Qaseem Khan

Personal information
- Born: 1 February 1993 (age 32) Afghanistan
- Batting: Right-handed
- Role: Wicket-keeper

Domestic team information
- 2011/12: Afghan Cheetahs

Career statistics
| Competition | Twenty20 |
| Matches | 3 |
| Runs scored | 2 |
| Batting average | – |
| 100s/50s | –/– |
| Top score | 1* |
| Balls bowled | – |
| Wickets | – |
| Bowling average | – |
| 5 wickets in innings | – |
| 10 wickets in match | – |
| Best bowling | – |
| Catches/stumpings | 2/– |
- Source: Cricinfo, 6 March 2017

= Qaseem Khan =

Afghan cricketer (born 1993)

Qaseem Khan (born 1 February 1993) is an Afghan cricketer. Khan is a right-handed batsman who fields as a wicket-keeper.
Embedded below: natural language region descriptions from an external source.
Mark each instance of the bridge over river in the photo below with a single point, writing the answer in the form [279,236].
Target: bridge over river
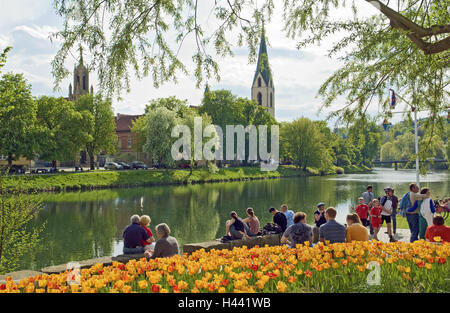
[396,162]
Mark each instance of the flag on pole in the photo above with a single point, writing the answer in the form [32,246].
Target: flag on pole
[393,99]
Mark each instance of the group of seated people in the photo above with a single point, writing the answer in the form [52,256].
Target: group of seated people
[296,230]
[138,238]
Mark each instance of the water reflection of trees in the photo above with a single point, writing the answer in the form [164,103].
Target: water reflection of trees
[85,225]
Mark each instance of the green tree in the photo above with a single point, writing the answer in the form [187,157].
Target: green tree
[171,103]
[157,126]
[61,134]
[188,120]
[222,106]
[365,134]
[303,143]
[403,45]
[17,118]
[17,210]
[99,125]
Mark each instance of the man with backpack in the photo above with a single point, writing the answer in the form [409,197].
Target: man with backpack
[368,198]
[407,203]
[386,214]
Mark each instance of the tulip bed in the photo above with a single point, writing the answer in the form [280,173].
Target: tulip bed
[343,267]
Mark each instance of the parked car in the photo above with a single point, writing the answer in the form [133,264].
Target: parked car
[14,169]
[113,166]
[138,164]
[125,166]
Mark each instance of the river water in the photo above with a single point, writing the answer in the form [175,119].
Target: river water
[83,225]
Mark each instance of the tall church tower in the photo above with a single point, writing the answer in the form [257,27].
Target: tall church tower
[263,90]
[80,80]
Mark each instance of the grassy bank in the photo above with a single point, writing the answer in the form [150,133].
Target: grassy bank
[115,179]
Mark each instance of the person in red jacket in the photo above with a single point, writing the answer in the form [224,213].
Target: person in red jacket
[438,229]
[375,217]
[145,220]
[362,210]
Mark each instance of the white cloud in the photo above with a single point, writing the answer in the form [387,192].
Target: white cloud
[298,74]
[39,32]
[15,11]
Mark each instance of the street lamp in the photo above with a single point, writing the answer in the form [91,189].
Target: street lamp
[416,140]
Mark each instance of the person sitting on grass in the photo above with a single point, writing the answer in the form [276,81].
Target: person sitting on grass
[235,227]
[252,222]
[355,230]
[297,233]
[166,246]
[332,231]
[438,229]
[375,217]
[279,218]
[289,215]
[144,221]
[133,235]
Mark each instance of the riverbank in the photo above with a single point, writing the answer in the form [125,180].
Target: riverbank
[126,179]
[269,269]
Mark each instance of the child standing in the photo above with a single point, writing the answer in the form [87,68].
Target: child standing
[145,221]
[362,210]
[375,217]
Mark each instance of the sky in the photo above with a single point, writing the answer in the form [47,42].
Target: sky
[297,74]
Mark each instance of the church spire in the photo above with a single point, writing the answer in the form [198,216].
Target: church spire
[81,55]
[263,60]
[263,91]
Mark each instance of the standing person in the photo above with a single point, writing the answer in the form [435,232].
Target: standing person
[332,231]
[412,215]
[319,216]
[289,215]
[368,198]
[362,210]
[426,212]
[438,229]
[279,218]
[144,221]
[133,236]
[355,230]
[297,233]
[394,200]
[166,246]
[253,223]
[375,217]
[386,211]
[235,227]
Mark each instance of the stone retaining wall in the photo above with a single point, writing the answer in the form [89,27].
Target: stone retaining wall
[271,240]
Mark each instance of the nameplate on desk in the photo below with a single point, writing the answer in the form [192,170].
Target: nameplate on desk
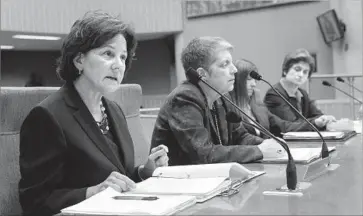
[111,202]
[314,136]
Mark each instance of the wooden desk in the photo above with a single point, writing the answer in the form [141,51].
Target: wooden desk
[338,192]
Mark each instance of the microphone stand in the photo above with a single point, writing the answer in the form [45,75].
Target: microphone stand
[324,148]
[291,176]
[318,167]
[326,83]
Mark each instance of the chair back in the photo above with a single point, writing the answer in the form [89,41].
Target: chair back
[16,103]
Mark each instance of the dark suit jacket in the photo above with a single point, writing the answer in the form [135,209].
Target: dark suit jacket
[280,108]
[270,121]
[184,125]
[63,152]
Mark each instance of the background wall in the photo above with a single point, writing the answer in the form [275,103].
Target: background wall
[266,35]
[150,69]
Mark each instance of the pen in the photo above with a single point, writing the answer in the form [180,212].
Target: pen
[147,198]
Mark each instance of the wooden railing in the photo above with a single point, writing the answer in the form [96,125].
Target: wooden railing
[339,107]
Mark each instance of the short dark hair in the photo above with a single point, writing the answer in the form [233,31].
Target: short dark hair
[299,55]
[92,31]
[200,52]
[240,93]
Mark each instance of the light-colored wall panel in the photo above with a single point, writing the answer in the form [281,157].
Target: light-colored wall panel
[57,16]
[265,36]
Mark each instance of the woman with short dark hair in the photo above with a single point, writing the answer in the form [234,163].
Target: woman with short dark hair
[76,142]
[297,68]
[248,98]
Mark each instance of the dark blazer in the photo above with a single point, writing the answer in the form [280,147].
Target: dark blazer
[280,108]
[184,124]
[271,122]
[63,152]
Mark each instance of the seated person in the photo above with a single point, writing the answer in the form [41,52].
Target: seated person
[192,122]
[296,70]
[248,98]
[76,143]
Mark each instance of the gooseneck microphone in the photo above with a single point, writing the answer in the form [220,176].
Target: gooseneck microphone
[291,176]
[351,85]
[326,83]
[324,147]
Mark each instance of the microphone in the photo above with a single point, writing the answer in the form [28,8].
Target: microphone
[351,85]
[326,83]
[291,176]
[324,147]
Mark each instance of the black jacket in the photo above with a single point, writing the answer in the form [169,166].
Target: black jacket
[184,125]
[63,152]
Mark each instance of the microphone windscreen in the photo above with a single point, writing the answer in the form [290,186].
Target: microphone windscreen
[193,76]
[255,75]
[233,117]
[340,79]
[326,83]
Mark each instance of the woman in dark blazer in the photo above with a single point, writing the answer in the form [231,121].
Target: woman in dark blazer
[296,70]
[76,143]
[247,97]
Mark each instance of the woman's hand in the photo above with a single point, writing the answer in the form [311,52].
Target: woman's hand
[158,157]
[324,120]
[115,180]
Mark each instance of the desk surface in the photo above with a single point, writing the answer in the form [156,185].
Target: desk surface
[337,192]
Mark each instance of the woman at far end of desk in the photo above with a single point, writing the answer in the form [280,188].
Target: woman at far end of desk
[296,70]
[247,97]
[76,142]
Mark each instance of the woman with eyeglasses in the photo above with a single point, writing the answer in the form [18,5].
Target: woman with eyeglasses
[296,70]
[247,97]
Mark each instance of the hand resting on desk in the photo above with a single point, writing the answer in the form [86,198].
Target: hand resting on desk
[121,183]
[324,120]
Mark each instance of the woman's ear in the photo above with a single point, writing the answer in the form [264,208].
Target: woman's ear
[202,73]
[78,61]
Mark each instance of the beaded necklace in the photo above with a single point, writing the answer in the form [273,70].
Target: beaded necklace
[214,115]
[103,124]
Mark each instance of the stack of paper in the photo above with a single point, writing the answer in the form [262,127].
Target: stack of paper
[202,181]
[111,202]
[300,155]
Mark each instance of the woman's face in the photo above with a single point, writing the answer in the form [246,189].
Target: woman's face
[251,85]
[221,71]
[104,67]
[298,73]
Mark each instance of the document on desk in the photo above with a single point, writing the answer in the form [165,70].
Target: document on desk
[202,181]
[111,202]
[300,155]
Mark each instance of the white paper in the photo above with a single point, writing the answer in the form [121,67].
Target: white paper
[358,126]
[103,203]
[195,186]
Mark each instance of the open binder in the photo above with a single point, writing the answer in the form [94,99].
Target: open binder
[201,181]
[300,155]
[111,202]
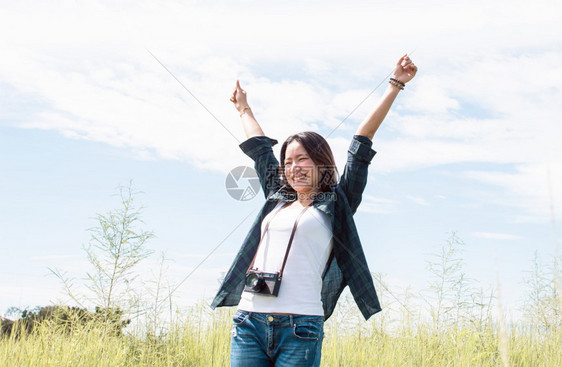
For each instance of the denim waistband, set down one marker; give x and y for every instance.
(277, 319)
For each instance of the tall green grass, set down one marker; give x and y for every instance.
(452, 323)
(203, 339)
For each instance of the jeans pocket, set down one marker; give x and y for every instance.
(239, 317)
(308, 330)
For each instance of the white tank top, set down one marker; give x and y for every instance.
(300, 291)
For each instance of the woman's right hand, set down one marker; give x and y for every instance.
(239, 99)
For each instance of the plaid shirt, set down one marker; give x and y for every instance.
(347, 265)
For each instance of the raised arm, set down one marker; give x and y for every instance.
(249, 122)
(404, 71)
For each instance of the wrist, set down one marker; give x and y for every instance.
(244, 110)
(396, 83)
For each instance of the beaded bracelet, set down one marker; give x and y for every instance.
(244, 110)
(397, 83)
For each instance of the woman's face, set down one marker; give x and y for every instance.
(300, 169)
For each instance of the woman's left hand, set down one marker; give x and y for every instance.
(405, 69)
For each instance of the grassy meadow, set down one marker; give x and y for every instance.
(204, 341)
(452, 322)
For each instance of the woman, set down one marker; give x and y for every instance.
(303, 248)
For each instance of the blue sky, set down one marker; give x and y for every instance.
(471, 145)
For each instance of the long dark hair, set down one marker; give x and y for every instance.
(319, 151)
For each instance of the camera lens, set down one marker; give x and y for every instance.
(254, 281)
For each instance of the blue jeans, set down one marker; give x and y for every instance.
(260, 340)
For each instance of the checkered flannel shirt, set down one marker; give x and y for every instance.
(347, 265)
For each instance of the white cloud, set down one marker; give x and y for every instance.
(372, 204)
(418, 200)
(488, 88)
(496, 236)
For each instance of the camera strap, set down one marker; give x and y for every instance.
(290, 238)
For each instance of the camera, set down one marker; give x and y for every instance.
(263, 283)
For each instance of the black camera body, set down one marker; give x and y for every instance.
(263, 283)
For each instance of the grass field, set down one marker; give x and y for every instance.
(204, 340)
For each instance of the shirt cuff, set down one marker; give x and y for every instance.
(257, 145)
(361, 148)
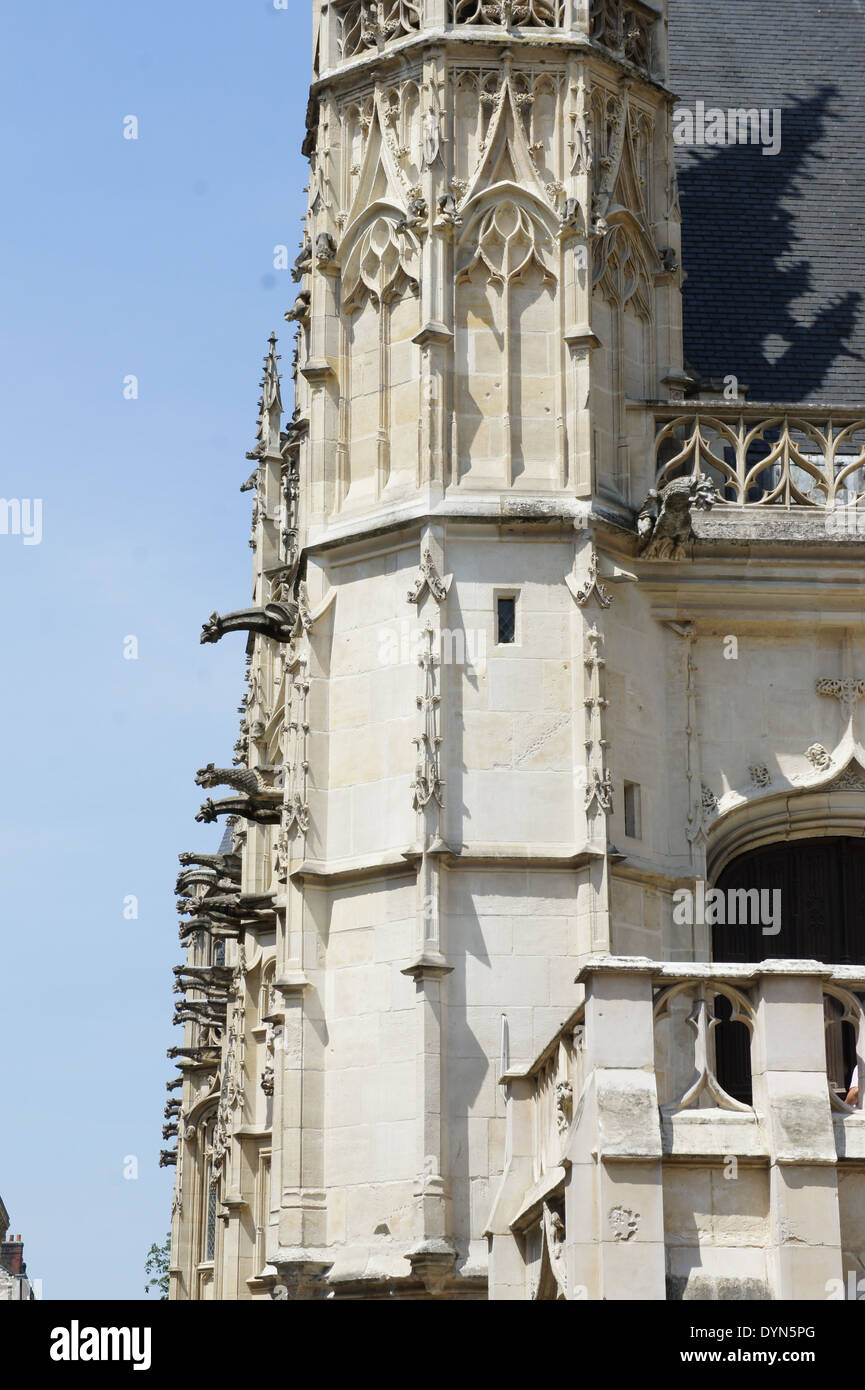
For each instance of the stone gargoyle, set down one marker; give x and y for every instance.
(276, 620)
(255, 781)
(664, 521)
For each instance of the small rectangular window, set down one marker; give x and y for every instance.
(505, 622)
(633, 826)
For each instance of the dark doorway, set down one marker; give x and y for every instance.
(822, 902)
(822, 918)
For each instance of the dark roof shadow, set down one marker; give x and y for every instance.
(769, 256)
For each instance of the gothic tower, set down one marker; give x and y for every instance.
(469, 783)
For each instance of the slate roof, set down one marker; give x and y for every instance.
(773, 246)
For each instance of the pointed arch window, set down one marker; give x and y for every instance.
(380, 300)
(508, 381)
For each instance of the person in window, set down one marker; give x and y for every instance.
(853, 1094)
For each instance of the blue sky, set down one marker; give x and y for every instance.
(150, 257)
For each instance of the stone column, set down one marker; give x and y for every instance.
(613, 1197)
(791, 1094)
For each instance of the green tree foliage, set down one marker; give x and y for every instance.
(156, 1268)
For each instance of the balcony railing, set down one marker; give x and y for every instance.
(764, 455)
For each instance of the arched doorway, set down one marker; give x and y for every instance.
(811, 905)
(821, 895)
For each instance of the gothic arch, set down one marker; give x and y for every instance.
(821, 809)
(380, 317)
(508, 341)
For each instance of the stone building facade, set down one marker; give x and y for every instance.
(14, 1283)
(530, 965)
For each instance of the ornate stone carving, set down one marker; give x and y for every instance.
(274, 620)
(427, 784)
(326, 250)
(255, 781)
(301, 309)
(270, 1061)
(851, 779)
(563, 1105)
(429, 578)
(231, 1089)
(760, 774)
(598, 783)
(664, 521)
(370, 24)
(623, 1222)
(705, 1089)
(591, 584)
(537, 14)
(600, 791)
(819, 758)
(620, 29)
(847, 691)
(810, 459)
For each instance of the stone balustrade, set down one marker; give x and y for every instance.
(765, 455)
(630, 1101)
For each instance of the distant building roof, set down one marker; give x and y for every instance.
(773, 246)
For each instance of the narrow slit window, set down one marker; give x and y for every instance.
(633, 822)
(505, 620)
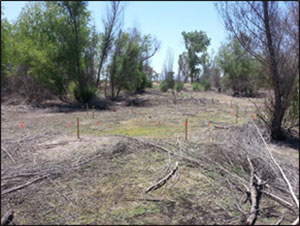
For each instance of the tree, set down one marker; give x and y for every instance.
(51, 49)
(183, 67)
(168, 72)
(239, 68)
(271, 35)
(195, 42)
(126, 71)
(112, 24)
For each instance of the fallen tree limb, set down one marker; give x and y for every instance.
(237, 205)
(7, 218)
(163, 181)
(280, 220)
(255, 195)
(12, 159)
(23, 185)
(296, 222)
(280, 169)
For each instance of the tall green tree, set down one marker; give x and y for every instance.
(51, 45)
(130, 54)
(239, 68)
(196, 43)
(270, 33)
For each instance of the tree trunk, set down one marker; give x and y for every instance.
(278, 112)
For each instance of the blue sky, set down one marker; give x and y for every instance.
(163, 19)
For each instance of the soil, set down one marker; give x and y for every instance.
(100, 178)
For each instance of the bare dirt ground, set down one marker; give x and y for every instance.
(101, 177)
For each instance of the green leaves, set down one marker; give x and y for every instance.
(240, 70)
(195, 42)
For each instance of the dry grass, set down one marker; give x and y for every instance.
(100, 178)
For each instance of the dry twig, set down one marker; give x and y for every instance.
(163, 181)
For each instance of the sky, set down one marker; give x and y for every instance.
(164, 20)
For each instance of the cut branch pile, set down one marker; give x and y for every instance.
(163, 181)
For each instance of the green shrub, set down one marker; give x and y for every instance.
(197, 86)
(206, 84)
(85, 94)
(178, 86)
(163, 86)
(170, 80)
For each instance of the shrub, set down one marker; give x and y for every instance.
(206, 84)
(163, 86)
(178, 86)
(170, 80)
(85, 94)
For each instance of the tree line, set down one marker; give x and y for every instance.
(54, 46)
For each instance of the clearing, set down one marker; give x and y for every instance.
(101, 177)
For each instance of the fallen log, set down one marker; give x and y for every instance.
(7, 219)
(163, 181)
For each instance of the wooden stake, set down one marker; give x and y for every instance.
(93, 110)
(237, 114)
(186, 122)
(77, 127)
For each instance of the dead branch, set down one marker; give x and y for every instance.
(296, 222)
(7, 219)
(163, 181)
(12, 159)
(236, 203)
(255, 194)
(280, 220)
(23, 185)
(280, 169)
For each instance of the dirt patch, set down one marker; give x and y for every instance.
(101, 177)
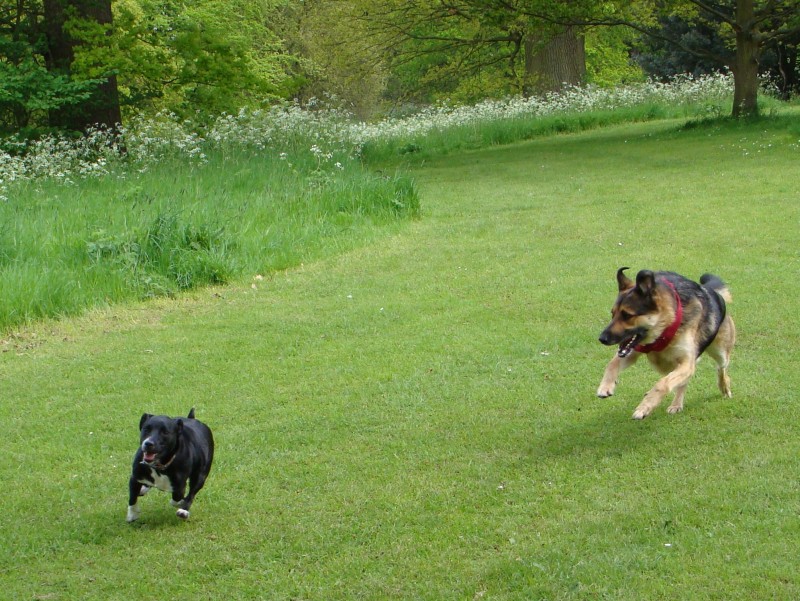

Khan made his Twenty20 debut for the Afghan Cheetahs in the Faysal Bank Twenty-20 Cup against Rawalpindi Rams. He played in the Cheetahs two other fixtures in that competition, against Faisalabad Wolves and Multan Tigers. He made his first-class debut for Afghanistan against Zimbabwe A during Afghanistan's tour to Zimbabwe on 27 July 2014.